Single parents on welfare must meet strong obligations to take part in short-term job activities if they are to continue receiving their benefits.
The obligations of the ParentsNext program, mainly affecting women, were introduced in July last year for all single parents receiving the parenting payment of $384.25 pw.
Parents can be placed on to the ParentsNext program once their child is six months old. When their youngest child turns eight, they are moved from the parenting payment to the lower Newstart payment.
To receive the benefit, they must follow a fortnightly plan negotiated with a case worker. Under the plan, they have to attend activities such as “story time”, swimming lessons or playgroup. Alternatively, they can sign up to education courses at their own expense.
Failure to complete the required number of hours of the activity, which they log on the MyGov website, may mean their parenting payment can be suspended or terminated.
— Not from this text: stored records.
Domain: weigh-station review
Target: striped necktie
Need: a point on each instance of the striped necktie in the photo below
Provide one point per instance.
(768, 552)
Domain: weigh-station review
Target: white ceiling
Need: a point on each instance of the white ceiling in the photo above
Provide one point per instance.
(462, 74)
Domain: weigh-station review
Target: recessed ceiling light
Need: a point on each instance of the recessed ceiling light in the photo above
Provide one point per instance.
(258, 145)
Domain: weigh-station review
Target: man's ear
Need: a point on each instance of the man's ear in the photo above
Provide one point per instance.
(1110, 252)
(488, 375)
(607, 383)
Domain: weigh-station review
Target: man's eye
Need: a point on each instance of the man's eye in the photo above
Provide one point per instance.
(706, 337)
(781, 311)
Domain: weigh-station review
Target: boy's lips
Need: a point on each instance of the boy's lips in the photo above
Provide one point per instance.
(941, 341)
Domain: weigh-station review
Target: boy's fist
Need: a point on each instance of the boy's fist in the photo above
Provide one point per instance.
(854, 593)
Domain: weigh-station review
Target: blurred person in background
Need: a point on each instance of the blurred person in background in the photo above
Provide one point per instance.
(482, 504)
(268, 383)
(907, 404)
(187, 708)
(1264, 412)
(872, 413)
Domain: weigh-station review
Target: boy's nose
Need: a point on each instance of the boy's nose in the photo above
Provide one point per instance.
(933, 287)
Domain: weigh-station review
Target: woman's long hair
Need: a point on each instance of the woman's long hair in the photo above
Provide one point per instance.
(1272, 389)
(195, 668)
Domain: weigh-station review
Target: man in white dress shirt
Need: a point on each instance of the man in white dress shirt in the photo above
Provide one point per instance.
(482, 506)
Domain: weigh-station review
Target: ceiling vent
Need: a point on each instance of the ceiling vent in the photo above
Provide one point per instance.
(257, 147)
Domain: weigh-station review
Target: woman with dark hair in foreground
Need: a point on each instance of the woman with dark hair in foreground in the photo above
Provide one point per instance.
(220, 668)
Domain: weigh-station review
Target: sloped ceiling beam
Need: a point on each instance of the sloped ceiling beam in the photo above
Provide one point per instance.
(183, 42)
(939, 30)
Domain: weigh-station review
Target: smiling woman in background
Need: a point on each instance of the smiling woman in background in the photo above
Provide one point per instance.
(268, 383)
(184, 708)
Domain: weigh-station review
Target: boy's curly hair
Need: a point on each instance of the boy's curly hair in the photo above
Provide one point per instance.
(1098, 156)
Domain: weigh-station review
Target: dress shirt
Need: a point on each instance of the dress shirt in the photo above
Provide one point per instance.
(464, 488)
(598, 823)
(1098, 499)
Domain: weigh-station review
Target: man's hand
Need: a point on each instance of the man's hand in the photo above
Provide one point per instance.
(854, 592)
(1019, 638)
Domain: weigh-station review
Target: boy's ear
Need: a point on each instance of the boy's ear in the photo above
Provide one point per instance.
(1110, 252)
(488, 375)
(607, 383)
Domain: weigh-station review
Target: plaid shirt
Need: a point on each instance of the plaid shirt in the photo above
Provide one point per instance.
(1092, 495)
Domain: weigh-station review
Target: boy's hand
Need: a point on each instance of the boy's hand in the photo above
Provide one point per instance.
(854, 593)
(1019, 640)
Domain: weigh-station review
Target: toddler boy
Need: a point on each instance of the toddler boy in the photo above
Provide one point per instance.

In one case, a mother of two who was in the final year of a psychological science degree was unable to log the activity because of a fault in the MyGov website. To avoid losing her payment, she had to reduce her hours of study. It will take her two to three years to finish her degree, instead of completing it this year, gaining qualifications which make her employable.
In another case, a mother was told her five-year-old daughter had to skip kindergarten so her mother could attend library story time sessions.
According to the Guardian, government officials collected background information on Ella Buckland, a single mother leading a campaign against the program. The information included her social media activity and sexual assault allegations she had made.
The program affects nearly 70,000 Australian parents. Many have complained that the program undervalues the work of parents, and can even suggest single parents are being lazy and cheating the welfare system.
However, a spokesman for the jobs minister, Kelly O’Dwyer, said the program had helped 3,500 participants find paid work and 9,500 participate in education or training since April 2016.